From That Hideous Strength:
“Why you fool, it’s the educated reader who can be gulled. All our difficulty comes with the others. When did you meet a workman who believes the papers? He takes it for granted that they’re all propaganda and skips the leading articles. He buys his paper for the football results and the little paragraphs about girls falling out of windows and corpses found in May-fair flats. He is our problem. We have to recondition him. But the educated public, the people who read the highbrow weeklies, don’t need reconditioning. They’re all right already. They’ll believe anything.”
“As one of the class you mention,” said Mark with a smile, “I just don’t believe it.”

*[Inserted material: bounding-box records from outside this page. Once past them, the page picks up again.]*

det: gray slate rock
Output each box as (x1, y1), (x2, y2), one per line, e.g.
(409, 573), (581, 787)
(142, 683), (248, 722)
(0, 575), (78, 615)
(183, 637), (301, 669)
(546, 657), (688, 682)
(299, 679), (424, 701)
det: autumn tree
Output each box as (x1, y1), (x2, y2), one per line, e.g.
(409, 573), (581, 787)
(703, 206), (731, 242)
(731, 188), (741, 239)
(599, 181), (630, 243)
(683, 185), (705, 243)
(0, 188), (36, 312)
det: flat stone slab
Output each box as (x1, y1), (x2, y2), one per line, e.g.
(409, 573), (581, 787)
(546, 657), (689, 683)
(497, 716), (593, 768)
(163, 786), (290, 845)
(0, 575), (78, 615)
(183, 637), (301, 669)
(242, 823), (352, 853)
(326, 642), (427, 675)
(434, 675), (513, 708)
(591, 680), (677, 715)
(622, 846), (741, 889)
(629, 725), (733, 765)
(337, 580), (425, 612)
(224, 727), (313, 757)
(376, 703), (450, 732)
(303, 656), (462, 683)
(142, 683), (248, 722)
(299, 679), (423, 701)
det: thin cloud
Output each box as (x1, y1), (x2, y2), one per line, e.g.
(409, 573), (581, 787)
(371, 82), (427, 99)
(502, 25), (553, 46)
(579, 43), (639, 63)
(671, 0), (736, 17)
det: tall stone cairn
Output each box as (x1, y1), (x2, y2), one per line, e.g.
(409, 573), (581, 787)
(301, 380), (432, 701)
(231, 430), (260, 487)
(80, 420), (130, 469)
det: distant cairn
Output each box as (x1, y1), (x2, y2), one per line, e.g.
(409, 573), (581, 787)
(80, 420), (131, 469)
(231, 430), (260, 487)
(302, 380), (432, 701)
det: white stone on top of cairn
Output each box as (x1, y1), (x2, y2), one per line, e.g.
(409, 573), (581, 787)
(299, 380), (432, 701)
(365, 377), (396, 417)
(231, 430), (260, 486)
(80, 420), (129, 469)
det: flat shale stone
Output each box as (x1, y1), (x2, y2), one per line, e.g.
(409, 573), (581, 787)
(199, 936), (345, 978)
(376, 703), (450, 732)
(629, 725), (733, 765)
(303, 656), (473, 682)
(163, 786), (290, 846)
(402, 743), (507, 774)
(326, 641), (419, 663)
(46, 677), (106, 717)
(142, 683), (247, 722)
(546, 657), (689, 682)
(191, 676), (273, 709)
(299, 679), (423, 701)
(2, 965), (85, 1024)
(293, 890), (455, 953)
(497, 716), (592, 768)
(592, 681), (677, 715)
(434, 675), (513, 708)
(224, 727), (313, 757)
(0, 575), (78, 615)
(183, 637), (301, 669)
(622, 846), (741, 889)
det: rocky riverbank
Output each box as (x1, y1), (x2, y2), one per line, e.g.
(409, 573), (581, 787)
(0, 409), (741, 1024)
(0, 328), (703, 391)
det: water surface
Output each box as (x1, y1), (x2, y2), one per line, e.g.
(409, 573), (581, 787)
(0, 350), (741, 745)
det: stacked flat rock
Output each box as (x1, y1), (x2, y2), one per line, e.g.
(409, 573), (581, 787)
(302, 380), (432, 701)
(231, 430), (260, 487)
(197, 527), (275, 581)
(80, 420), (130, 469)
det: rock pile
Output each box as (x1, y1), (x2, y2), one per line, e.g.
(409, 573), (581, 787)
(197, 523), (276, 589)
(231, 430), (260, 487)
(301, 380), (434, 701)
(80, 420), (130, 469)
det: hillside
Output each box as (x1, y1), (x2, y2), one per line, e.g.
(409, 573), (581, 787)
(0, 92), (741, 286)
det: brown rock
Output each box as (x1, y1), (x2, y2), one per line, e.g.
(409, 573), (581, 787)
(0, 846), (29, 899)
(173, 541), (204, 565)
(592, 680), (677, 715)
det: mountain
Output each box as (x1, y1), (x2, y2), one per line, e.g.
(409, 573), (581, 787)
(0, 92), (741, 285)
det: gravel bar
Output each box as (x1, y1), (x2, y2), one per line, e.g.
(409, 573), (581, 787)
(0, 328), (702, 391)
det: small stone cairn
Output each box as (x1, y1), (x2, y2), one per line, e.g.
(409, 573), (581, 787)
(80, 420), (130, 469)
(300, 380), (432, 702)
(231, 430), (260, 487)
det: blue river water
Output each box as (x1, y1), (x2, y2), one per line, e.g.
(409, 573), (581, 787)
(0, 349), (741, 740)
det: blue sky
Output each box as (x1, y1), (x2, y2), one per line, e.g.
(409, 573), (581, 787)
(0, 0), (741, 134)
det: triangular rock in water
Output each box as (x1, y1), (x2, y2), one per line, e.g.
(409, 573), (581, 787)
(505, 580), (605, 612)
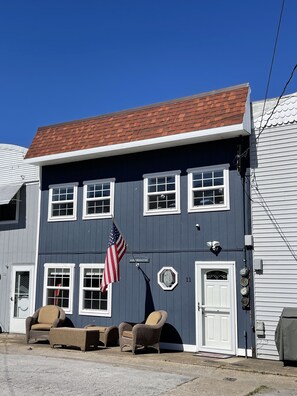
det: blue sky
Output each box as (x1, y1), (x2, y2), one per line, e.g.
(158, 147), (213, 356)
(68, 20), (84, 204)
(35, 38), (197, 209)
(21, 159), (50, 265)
(0, 0), (297, 147)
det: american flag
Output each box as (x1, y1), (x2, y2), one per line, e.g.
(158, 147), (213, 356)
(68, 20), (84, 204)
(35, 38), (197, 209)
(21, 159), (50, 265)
(100, 223), (127, 293)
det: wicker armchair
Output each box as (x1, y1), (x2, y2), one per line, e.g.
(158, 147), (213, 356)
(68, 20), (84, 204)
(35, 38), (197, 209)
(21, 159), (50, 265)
(26, 305), (66, 344)
(119, 311), (167, 354)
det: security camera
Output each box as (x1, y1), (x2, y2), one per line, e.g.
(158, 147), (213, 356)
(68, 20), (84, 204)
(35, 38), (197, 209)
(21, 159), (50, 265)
(207, 241), (222, 255)
(212, 241), (221, 249)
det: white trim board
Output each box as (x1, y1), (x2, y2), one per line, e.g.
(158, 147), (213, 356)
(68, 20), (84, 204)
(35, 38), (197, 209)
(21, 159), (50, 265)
(24, 122), (251, 165)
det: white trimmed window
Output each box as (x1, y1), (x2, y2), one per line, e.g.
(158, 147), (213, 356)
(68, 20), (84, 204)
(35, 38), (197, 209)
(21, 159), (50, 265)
(79, 264), (112, 317)
(143, 171), (180, 215)
(43, 264), (75, 314)
(83, 179), (115, 219)
(0, 191), (20, 224)
(48, 183), (78, 221)
(188, 164), (230, 212)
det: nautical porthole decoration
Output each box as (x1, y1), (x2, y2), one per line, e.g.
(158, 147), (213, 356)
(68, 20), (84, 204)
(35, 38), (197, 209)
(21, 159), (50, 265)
(158, 267), (178, 290)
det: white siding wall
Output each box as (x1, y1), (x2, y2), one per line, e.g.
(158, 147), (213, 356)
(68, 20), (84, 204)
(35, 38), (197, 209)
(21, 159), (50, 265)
(0, 144), (39, 184)
(251, 123), (297, 359)
(0, 144), (39, 331)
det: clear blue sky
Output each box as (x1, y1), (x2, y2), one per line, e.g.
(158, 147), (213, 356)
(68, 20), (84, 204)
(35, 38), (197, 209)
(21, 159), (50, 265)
(0, 0), (297, 147)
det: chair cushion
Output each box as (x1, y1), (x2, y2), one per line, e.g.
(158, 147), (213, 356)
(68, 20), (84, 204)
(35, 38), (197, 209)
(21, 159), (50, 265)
(38, 305), (60, 324)
(122, 330), (132, 338)
(145, 311), (162, 326)
(31, 323), (52, 330)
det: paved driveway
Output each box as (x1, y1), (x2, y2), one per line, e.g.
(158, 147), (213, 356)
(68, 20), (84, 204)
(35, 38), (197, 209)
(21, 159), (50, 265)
(0, 355), (191, 396)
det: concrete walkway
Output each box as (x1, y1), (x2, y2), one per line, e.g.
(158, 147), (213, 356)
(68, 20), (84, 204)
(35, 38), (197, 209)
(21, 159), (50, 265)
(0, 333), (297, 396)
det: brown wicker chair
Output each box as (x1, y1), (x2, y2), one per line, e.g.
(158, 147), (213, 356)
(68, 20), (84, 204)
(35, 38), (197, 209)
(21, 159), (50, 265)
(119, 311), (167, 354)
(26, 305), (66, 344)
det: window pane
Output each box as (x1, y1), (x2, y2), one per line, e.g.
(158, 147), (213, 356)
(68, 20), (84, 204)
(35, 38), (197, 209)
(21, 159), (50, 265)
(82, 268), (108, 311)
(0, 197), (17, 221)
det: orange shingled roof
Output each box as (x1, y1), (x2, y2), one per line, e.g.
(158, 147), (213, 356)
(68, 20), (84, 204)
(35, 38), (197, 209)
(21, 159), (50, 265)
(26, 84), (249, 158)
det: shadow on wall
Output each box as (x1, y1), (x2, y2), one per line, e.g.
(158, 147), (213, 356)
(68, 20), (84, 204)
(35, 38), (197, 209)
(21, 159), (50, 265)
(138, 267), (183, 344)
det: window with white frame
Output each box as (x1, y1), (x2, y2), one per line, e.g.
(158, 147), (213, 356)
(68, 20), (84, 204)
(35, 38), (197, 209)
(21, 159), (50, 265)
(79, 264), (112, 317)
(48, 183), (77, 221)
(43, 264), (75, 313)
(83, 179), (114, 219)
(0, 191), (20, 224)
(188, 164), (230, 212)
(143, 171), (180, 215)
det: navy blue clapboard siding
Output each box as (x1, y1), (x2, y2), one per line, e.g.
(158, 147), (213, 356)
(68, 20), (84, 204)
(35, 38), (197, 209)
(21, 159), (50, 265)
(36, 139), (251, 347)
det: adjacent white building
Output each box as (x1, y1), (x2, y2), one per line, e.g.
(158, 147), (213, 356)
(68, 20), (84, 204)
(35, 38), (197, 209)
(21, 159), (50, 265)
(0, 144), (39, 333)
(250, 93), (297, 359)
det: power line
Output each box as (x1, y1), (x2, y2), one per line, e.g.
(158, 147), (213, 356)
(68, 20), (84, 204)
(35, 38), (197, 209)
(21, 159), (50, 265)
(256, 63), (297, 143)
(260, 0), (285, 133)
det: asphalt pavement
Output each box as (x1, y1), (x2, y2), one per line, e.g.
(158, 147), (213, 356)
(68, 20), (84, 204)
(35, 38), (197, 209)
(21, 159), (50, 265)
(0, 333), (297, 396)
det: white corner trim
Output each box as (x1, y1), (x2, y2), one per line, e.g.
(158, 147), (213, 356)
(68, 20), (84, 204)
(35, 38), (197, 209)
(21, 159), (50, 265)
(236, 348), (253, 357)
(24, 124), (247, 165)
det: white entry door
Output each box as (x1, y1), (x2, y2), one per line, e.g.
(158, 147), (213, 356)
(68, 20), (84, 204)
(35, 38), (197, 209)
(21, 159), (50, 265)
(196, 262), (236, 354)
(9, 265), (34, 334)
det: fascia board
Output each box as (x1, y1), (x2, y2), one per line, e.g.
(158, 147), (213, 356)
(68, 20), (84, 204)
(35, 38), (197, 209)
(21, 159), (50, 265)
(24, 124), (251, 165)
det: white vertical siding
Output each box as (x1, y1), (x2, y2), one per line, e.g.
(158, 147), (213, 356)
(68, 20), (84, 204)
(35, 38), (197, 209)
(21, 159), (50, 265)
(0, 144), (39, 185)
(251, 113), (297, 359)
(0, 144), (39, 331)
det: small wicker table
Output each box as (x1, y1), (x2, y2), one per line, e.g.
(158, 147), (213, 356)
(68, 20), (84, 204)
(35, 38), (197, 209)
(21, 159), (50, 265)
(49, 327), (99, 351)
(85, 324), (119, 347)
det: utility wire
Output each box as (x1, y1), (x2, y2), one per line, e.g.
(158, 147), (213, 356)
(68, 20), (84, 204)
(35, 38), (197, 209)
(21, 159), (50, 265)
(260, 0), (285, 133)
(256, 63), (297, 143)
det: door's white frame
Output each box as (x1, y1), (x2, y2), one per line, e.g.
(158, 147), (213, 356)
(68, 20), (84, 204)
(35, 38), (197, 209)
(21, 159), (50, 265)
(195, 261), (238, 354)
(9, 264), (35, 332)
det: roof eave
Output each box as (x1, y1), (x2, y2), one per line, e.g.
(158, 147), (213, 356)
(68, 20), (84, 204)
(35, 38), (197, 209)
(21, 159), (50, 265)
(25, 124), (251, 166)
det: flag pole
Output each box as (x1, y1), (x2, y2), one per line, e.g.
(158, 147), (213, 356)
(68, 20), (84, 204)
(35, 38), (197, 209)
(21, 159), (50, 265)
(112, 216), (150, 282)
(112, 216), (128, 246)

“Good Lord!” said the Fairy, “where are your eyes? Look at what the weeklies have got away with! Look at the Weekly Question. There’s a paper for you. When Basic English came in simply as the invention of a free-thinking Cambridge don, nothing was too good for it; as soon as it was taken up by a Tory Prime Minister it became a menace to the purity of our language. And wasn’t the Monarchy an expensive absurdity for ten years? And then, when the Duke of Windsor abdicated, didn’t the Question go all monarchist and legitimist for about a fortnight? Did they drop a single reader? Don’t you see that the educated reader can’t stop reading the high-brow weeklies whatever they do? He can’t. He’s been conditioned.”
“Well,” said Mark, “this is all very interesting, Miss Hardcastle, but it has nothing to do with me. In the first place, I don’t want to become a journalist at all, and if I did, I should like to be an honest journalist.”
“Very well,” said Miss Hardcastle. “All you’ll do is help to ruin this country, and perhaps the whole human race. Besides dishing your own career.”